Un grupo de antiguos paramilitares llamados "Los Rastrojos" en Colombia. Raúl Arboleda/AFP/Getty Images

Con la guerrilla de las Fuerzas Armadas Revolucionarias de Colombia (FARC) en la fase final de su desarme y con el Ejército Nacional de Liberación (ELN) sentado en una mesa de negociación en Quito, el fin de la guerra interna de Colombia parece más cerca que nunca desde hace seis décadas. Pero el paramilitarismo, uno de los actores históricos del conflicto, ha vuelto a hacer aparición, convirtiéndose en la principal amenaza para los lentos avances logrados en los últimos años.

Aunque el Gobierno rechaza otorgarles un estatus político y los denomina como bandas criminales, estos grupos armados han venido retomando un discurso político de extrema derecha, amenazando a líderes sociales, defensores de derechos humanos y guerrilleros desmovilizados a través de panfletos, mensajes y llamadas telefónicas. En muchos casos, las amenazas llegaron a término. 156 líderes sociales fueron asesinados entre enero de 2016 y marzo de este año por grupos armados ilegales, según la Defensoría del Pueblo de Colombia.

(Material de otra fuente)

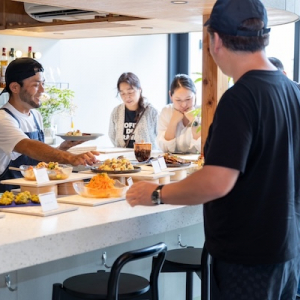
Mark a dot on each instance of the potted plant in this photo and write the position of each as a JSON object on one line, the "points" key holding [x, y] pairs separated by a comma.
{"points": [[55, 101]]}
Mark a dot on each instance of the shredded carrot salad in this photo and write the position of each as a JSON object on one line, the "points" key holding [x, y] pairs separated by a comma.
{"points": [[101, 182]]}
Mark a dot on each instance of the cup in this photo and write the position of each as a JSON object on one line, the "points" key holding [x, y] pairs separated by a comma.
{"points": [[142, 151]]}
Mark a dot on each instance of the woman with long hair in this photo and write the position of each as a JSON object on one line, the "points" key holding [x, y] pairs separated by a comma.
{"points": [[178, 127], [135, 120]]}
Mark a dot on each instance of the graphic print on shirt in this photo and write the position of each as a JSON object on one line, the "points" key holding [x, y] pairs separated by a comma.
{"points": [[129, 125]]}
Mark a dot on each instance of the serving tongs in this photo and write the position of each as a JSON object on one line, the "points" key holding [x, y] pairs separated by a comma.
{"points": [[15, 169], [148, 161]]}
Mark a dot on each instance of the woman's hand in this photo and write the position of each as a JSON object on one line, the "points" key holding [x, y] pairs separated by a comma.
{"points": [[66, 145], [87, 158], [177, 116], [190, 116]]}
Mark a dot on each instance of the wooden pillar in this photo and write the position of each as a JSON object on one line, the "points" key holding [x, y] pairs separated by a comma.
{"points": [[214, 84]]}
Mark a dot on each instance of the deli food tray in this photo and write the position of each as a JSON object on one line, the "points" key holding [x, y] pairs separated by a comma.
{"points": [[36, 210], [79, 200], [33, 183]]}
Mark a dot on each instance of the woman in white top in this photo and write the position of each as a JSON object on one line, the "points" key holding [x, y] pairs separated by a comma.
{"points": [[178, 129], [135, 120]]}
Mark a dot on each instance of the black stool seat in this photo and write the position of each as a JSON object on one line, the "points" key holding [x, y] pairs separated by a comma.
{"points": [[115, 284], [187, 260], [87, 285]]}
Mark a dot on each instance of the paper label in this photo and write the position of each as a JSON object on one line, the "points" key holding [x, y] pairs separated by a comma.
{"points": [[41, 175], [129, 181], [162, 163], [48, 201], [156, 166]]}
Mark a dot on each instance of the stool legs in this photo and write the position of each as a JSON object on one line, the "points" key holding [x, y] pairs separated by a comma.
{"points": [[189, 286]]}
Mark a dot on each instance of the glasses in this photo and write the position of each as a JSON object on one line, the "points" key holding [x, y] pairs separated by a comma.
{"points": [[130, 93], [184, 101]]}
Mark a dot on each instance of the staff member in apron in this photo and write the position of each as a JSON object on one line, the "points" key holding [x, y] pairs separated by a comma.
{"points": [[21, 129]]}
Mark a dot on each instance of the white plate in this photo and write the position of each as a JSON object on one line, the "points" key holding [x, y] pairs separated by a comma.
{"points": [[85, 137]]}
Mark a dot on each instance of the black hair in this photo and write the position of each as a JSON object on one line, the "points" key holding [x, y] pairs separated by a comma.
{"points": [[277, 63], [244, 43]]}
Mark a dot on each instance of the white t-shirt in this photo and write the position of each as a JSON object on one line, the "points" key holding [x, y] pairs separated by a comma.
{"points": [[12, 133], [183, 142]]}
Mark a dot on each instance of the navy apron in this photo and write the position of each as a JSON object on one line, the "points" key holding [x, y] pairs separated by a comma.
{"points": [[22, 159]]}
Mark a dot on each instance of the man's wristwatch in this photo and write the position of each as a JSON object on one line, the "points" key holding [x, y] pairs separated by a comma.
{"points": [[156, 195]]}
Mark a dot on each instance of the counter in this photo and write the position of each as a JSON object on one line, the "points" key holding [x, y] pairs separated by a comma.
{"points": [[28, 241]]}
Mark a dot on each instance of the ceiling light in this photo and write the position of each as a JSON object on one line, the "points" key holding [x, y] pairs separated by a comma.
{"points": [[179, 2]]}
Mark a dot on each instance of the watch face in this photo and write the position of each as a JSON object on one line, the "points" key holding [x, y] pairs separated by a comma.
{"points": [[154, 195]]}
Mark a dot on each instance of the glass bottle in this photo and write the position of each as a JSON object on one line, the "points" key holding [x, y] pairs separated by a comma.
{"points": [[11, 55], [3, 64], [30, 53]]}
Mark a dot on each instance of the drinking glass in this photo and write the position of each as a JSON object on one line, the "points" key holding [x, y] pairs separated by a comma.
{"points": [[142, 151]]}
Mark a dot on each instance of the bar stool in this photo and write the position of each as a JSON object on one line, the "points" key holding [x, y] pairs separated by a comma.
{"points": [[115, 285], [190, 260]]}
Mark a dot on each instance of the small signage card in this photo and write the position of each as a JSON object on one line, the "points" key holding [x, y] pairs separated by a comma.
{"points": [[41, 175], [129, 181], [48, 201], [162, 163], [156, 166]]}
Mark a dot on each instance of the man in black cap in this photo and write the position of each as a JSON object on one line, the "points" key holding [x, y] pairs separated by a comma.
{"points": [[250, 182], [21, 134]]}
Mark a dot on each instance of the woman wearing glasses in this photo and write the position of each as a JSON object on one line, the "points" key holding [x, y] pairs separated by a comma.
{"points": [[135, 120], [178, 128]]}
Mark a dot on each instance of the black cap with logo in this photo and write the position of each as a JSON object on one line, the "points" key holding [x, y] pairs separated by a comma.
{"points": [[20, 69], [227, 16]]}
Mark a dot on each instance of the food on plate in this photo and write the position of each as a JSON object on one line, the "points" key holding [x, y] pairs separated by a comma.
{"points": [[200, 161], [35, 198], [74, 133], [7, 198], [23, 198], [101, 182], [55, 171], [116, 164], [173, 159], [100, 186]]}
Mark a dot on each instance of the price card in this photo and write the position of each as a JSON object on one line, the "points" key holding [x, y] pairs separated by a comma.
{"points": [[162, 163], [156, 166], [41, 175], [129, 181], [48, 201]]}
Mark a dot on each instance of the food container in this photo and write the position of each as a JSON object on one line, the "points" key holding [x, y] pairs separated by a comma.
{"points": [[142, 151], [60, 173], [119, 190]]}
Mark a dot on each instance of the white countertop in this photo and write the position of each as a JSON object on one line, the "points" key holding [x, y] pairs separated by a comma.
{"points": [[29, 240]]}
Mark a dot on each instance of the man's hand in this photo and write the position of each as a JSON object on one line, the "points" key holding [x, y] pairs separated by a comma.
{"points": [[140, 193], [66, 145]]}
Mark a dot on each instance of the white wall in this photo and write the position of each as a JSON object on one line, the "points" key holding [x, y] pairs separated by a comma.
{"points": [[92, 68]]}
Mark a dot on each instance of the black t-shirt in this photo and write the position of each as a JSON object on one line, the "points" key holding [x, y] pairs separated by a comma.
{"points": [[129, 125], [256, 130]]}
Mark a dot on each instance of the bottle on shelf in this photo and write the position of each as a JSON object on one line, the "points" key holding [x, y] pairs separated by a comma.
{"points": [[3, 64], [30, 53], [11, 55]]}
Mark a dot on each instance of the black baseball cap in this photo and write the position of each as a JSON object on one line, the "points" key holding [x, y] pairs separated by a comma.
{"points": [[20, 69], [227, 16]]}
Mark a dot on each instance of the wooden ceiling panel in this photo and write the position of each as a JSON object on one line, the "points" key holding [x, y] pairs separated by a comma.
{"points": [[158, 16]]}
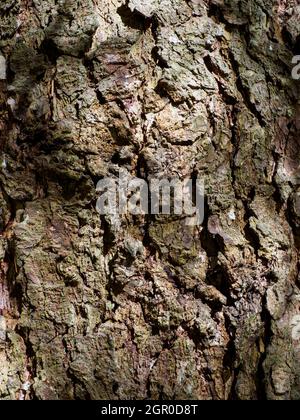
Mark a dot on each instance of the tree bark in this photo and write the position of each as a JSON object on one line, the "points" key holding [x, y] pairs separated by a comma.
{"points": [[149, 308]]}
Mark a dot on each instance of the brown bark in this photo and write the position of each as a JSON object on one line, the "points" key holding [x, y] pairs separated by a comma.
{"points": [[150, 308]]}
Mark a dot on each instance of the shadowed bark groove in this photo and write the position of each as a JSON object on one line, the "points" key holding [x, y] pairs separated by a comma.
{"points": [[149, 308]]}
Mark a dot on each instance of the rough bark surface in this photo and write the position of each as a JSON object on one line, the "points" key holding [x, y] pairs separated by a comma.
{"points": [[149, 308]]}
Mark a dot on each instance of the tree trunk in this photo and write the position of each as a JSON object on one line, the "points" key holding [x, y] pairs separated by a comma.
{"points": [[149, 307]]}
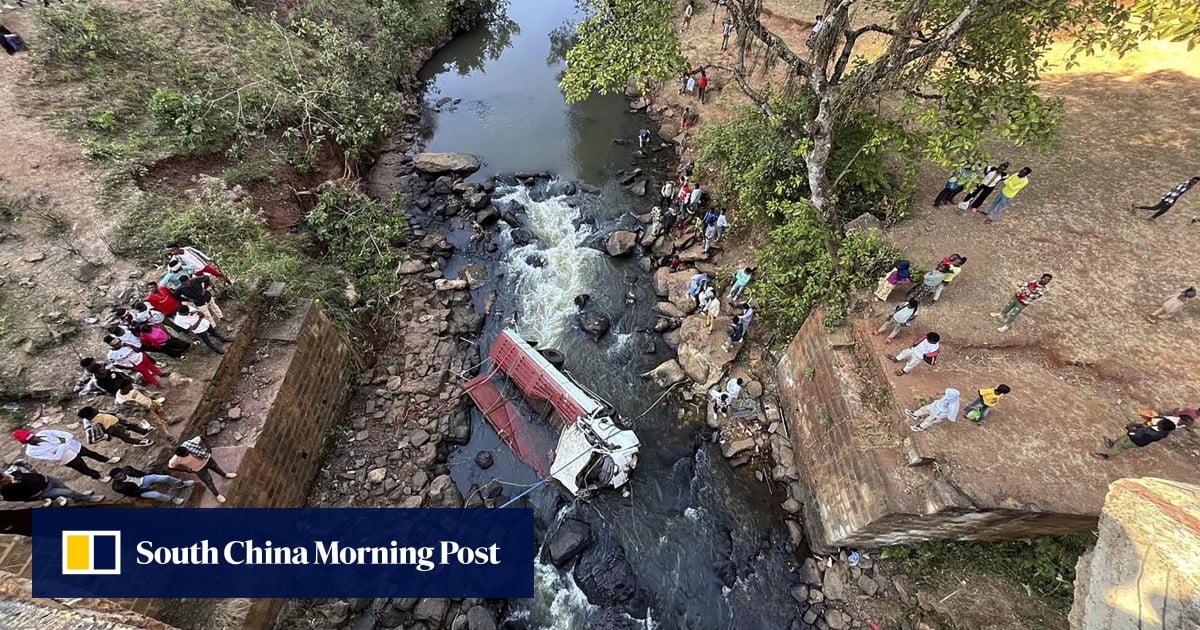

Tras la desmovilización en 2006 de las Autodefensas Unidas de Colombia (AUC), que englobaron a grupos paramilitares de todo el país a comienzos de siglo, se dio por cerrado el capítulo del paramilitarismo en Colombia. Sin embargo, los disidentes de aquel proceso de paz lograron atraer a una nueva oleada de jóvenes urbanos y reorganizar las estructuras armadas hasta conformar lo que el Centro Nacional de Memoria Histórica ha considerado la tercera generación paramilitar de la historia del país.

 

De la desmovilización de las AUC a la de las FARC

Un policía colombiano coloca las armas requisadas a un grupo paramilitar en Medellín. Raúl Arboleda/AFP/Getty Images

El origen del paramilitarismo se puede rastrear hasta la época de “la violencia”, a mediados del pasado siglo. Con una estructura mafiosa, fueron surgiendo servicios de seguridad privada en el entorno rural que hacendados y empresarios emplearon con fines políticos, atacando la actividad sindical en sus empresas y, posteriormente, la guerrillera. El fenómeno fue evolucionando a grupos civiles armados, consentidos, cuando no abiertamente apoyados por el Estado por su papel de aliados de las fuerzas militares en la lucha contra la insurgencia comunista.

Imbricados con el narcotráfico (grandes capos como Rodríguez Gacha fueron financiadores y otros, como Fidel Castaño, compartieron el rol de líderes del narcotráfico y comandantes paramilitares) estos grupos se fueron profesionalizando y ganando capacidad operativa a finales de los 80. El cénit de su organización llegó con las AUC, fundadas en 1996 y dirigidas por Carlos Castaño, que federaron a grupos paramilitares de todo Colombia y ejercieron control territorial sobre buena parte del país.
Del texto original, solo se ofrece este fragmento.